Disagreement Over Costs
Kornze said each well drilled by a major operator costs $5-10 million, and that a regulatory impact analysis conducted by the bureau had determined the average cost per well to comply with the proposed rule was approximately $11,000.
"We have a team of very accomplished economists that look at publically available information, that work with our engineers in the field, and use our knowledge from the ground," Kornze said, when asked how the bureau determined the costs. "They look at publications from journals that take information from the EIA [U.S. Energy Information Administration]. They look at API [American Petroleum Institute] documents.
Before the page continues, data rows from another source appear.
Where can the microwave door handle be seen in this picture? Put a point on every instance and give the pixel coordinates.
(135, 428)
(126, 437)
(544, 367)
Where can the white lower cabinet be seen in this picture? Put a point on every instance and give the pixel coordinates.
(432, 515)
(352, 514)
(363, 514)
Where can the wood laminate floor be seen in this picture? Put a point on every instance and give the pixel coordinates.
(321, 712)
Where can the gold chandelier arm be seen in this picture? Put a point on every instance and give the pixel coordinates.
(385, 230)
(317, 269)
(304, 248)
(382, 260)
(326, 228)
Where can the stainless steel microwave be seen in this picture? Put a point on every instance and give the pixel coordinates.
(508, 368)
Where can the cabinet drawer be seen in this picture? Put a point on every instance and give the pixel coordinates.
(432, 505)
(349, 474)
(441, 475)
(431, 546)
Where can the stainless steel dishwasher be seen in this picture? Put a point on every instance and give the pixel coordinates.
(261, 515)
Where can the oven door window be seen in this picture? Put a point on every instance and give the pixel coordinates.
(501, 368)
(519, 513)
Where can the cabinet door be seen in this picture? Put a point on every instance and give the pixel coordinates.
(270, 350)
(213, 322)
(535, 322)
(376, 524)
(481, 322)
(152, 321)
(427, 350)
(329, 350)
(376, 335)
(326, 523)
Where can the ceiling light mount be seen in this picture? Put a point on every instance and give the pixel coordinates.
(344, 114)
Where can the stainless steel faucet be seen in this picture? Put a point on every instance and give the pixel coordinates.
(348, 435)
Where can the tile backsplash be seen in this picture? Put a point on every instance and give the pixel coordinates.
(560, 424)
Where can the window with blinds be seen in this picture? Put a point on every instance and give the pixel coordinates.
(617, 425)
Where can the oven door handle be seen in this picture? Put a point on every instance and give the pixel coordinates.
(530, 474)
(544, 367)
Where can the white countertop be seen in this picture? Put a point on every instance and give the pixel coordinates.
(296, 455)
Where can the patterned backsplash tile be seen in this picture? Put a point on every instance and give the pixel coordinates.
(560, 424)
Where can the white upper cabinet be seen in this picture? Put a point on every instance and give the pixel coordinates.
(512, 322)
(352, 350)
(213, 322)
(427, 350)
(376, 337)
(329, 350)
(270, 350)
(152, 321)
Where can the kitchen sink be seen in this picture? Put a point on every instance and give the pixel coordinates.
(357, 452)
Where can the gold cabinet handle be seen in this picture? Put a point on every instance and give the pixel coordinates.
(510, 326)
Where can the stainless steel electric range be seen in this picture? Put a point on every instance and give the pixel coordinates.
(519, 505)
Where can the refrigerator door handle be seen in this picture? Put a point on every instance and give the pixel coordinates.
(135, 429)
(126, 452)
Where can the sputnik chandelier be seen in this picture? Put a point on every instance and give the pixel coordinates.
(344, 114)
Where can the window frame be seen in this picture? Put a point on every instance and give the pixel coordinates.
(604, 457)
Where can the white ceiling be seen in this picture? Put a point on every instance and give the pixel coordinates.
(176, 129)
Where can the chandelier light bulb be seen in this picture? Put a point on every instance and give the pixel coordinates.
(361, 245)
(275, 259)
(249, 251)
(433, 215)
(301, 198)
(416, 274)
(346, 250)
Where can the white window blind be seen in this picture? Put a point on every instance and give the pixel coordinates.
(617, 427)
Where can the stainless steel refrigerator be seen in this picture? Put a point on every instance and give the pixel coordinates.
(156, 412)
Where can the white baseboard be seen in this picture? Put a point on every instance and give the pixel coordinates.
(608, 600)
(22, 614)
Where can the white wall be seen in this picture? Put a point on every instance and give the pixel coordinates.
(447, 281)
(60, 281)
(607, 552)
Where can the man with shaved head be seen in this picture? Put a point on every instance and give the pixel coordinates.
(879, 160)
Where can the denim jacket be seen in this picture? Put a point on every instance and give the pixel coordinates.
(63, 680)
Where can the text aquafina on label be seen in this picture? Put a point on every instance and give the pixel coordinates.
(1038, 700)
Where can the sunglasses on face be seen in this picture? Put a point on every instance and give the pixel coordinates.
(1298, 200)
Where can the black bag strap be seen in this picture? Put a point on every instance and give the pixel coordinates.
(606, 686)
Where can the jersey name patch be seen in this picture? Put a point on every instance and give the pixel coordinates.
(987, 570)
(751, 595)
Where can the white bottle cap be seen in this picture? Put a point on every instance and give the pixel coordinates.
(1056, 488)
These are professional documents that are put together with some significant effort and significant review, including at the Office of Management and Budget, where economists look at them over there.
"We feel very good about the product that we've put forward."
But Lloyd Hetrick, operations engineering adviser for Newfield Exploration Co., said the BLM was underestimating the costs.
"That wouldn't apply to my company," Hetrick said of the $11,000 figure. "The amount of additional time on the front end to prepare the application would easily surpass that.
"There are operational uncertainties that have a much greater dollar value, anywhere from a few hours of operational downtime -- which could be tens of thousands of dollars an hour -- all the way up to the costs of a well that we drilled, but were not allowed to complete using fracking because we couldn't provide either the records for the cementing assurances, or we had a disagreement on a cement evaluation law."
Kornze added that the BLM did not "give grades" to the states for their oil and gas regulatory regimens.
"We looked at what best management practices are," Kornze said. "We took in 1.5 million public comments on this rule, and we had two draft versions for the world to work on with us. We took a holistic view about where has industry gone, where have best practices gone, and what should a basic floor be in terms of standards for federal lands."